Тут опять закачались и запрыгали язычки свечей, задребезжала посуда на столе, Воланд рассмеялся громовым образом, но никого не испугал и смехом этим никого не удивил. Бегемот почему-то зааплодировал.
– О чем, о чем? О ком? – заговорил Воланд, перестав смеяться. – Вот теперь? Это потрясающе! И вы не могли найти другой темы? Дайте-ка посмотреть, – Воланд протянул руку ладонью кверху…»
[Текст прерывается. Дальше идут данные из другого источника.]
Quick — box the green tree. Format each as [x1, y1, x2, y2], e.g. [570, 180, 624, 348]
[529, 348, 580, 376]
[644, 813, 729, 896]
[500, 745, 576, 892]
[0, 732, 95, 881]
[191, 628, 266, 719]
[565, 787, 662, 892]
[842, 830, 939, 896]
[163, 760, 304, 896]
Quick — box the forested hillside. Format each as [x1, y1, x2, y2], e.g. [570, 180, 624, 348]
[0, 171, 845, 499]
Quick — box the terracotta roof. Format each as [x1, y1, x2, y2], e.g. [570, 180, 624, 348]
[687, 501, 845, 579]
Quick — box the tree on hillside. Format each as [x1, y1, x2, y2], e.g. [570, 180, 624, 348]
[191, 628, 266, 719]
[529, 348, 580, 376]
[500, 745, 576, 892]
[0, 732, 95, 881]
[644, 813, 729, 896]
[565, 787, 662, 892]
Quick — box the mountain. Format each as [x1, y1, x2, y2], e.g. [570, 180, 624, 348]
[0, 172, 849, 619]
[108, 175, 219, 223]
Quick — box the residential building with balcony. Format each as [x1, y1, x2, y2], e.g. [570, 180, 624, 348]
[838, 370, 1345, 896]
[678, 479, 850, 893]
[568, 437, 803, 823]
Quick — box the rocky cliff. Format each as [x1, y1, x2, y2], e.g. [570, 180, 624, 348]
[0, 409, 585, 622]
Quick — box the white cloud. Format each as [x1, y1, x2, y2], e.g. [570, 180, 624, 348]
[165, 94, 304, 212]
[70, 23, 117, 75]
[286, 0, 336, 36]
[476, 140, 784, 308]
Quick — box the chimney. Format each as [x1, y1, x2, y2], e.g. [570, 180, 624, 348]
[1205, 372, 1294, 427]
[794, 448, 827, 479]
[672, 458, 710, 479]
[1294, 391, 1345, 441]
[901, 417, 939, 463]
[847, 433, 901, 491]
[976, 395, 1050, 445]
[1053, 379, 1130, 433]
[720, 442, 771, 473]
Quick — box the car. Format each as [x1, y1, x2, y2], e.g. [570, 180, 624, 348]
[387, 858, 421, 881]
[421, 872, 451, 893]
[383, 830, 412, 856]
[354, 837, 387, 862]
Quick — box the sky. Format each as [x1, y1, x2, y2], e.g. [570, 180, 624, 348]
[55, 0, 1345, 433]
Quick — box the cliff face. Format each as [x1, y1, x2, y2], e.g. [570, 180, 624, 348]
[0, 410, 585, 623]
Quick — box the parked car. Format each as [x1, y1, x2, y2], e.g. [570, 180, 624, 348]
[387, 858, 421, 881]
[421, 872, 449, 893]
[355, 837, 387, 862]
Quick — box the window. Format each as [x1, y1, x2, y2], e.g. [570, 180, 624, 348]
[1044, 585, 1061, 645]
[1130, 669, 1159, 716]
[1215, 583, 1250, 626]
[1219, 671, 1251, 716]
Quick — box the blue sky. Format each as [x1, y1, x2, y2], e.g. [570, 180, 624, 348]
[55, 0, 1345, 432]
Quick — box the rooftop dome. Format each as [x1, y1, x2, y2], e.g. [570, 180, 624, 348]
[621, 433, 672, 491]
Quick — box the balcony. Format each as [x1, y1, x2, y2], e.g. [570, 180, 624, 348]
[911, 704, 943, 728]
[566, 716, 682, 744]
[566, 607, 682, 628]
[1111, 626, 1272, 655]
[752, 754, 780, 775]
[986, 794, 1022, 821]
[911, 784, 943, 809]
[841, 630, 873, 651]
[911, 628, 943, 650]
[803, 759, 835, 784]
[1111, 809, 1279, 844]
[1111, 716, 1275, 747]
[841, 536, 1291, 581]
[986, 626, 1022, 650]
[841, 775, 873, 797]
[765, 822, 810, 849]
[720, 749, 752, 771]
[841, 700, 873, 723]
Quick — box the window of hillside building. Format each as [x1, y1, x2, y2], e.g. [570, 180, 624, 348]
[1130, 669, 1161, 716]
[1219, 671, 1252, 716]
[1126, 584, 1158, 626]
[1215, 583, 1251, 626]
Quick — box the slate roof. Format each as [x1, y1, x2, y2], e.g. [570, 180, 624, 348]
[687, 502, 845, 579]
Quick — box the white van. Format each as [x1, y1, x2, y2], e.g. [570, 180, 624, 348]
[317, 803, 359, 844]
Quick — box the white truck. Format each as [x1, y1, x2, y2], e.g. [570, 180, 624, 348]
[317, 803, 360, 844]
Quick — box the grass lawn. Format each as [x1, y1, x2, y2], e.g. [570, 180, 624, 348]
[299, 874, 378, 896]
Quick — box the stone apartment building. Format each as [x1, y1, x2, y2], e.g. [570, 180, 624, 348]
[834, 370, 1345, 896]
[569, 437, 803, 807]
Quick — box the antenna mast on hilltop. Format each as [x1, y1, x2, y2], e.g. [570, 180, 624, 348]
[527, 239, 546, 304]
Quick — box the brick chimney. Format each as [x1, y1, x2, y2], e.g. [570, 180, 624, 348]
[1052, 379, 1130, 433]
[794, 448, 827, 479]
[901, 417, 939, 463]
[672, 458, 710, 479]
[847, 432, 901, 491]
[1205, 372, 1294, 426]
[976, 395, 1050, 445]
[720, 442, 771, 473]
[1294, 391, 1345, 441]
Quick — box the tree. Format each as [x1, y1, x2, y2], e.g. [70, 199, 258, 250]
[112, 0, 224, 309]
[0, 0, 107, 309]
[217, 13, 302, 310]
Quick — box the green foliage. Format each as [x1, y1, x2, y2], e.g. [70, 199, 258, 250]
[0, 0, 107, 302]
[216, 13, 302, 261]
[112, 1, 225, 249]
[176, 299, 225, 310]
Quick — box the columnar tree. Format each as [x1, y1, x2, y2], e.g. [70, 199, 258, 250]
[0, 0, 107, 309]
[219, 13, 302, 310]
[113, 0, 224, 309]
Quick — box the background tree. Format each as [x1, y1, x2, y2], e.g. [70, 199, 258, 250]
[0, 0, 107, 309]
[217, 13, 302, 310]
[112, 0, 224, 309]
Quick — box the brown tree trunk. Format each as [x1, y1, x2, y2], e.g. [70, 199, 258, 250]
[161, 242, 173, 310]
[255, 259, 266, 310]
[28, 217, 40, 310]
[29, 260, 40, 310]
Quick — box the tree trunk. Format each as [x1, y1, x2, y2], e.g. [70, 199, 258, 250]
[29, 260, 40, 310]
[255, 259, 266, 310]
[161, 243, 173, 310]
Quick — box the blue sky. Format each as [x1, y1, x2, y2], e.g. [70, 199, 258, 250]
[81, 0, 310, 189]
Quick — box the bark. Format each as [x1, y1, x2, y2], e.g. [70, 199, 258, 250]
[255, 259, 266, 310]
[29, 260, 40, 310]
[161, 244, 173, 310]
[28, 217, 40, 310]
Несколько упрощая и осовременивая тему, можно сказать, что мастер существовал вне тогдашних «букеров», «больших книг», «золотых масок» с их идеологическими, тематическими, клановыми, мелко конъюнктурными, а то и просто меркантильными установками. Тогда, например, было выгоднее ненавидеть царскую Россию, великодержавный шовинизм, «нацию обломовых». Сегодня доходнее презирать СССР, «русский фашизм», «совков». Какая разница? Никакой. Русофобия – дама модная и всегда драпируется в идеологические тряпки из последней сезонной коллекции.
Да, репертком Булгакова не любил. А что, разве нынешний «агенпоп» (агентство по печати) любит самостоятельных писателей, обладающих оригинальным, да ещё русским даром? Нет, не любит. «Реперткомы» начинают понимать оригинальность только после того, как она запущена в серию. Этим и объясняется, что сочинения, попадающие в короткие списки нынешних премий, похожи друг на друга, как штампованные сувениры. Таковы же фильмы и спектакли. Штопор в виде возбуждённого фавна – правда, занятно? А если таких фавнов целая полка!?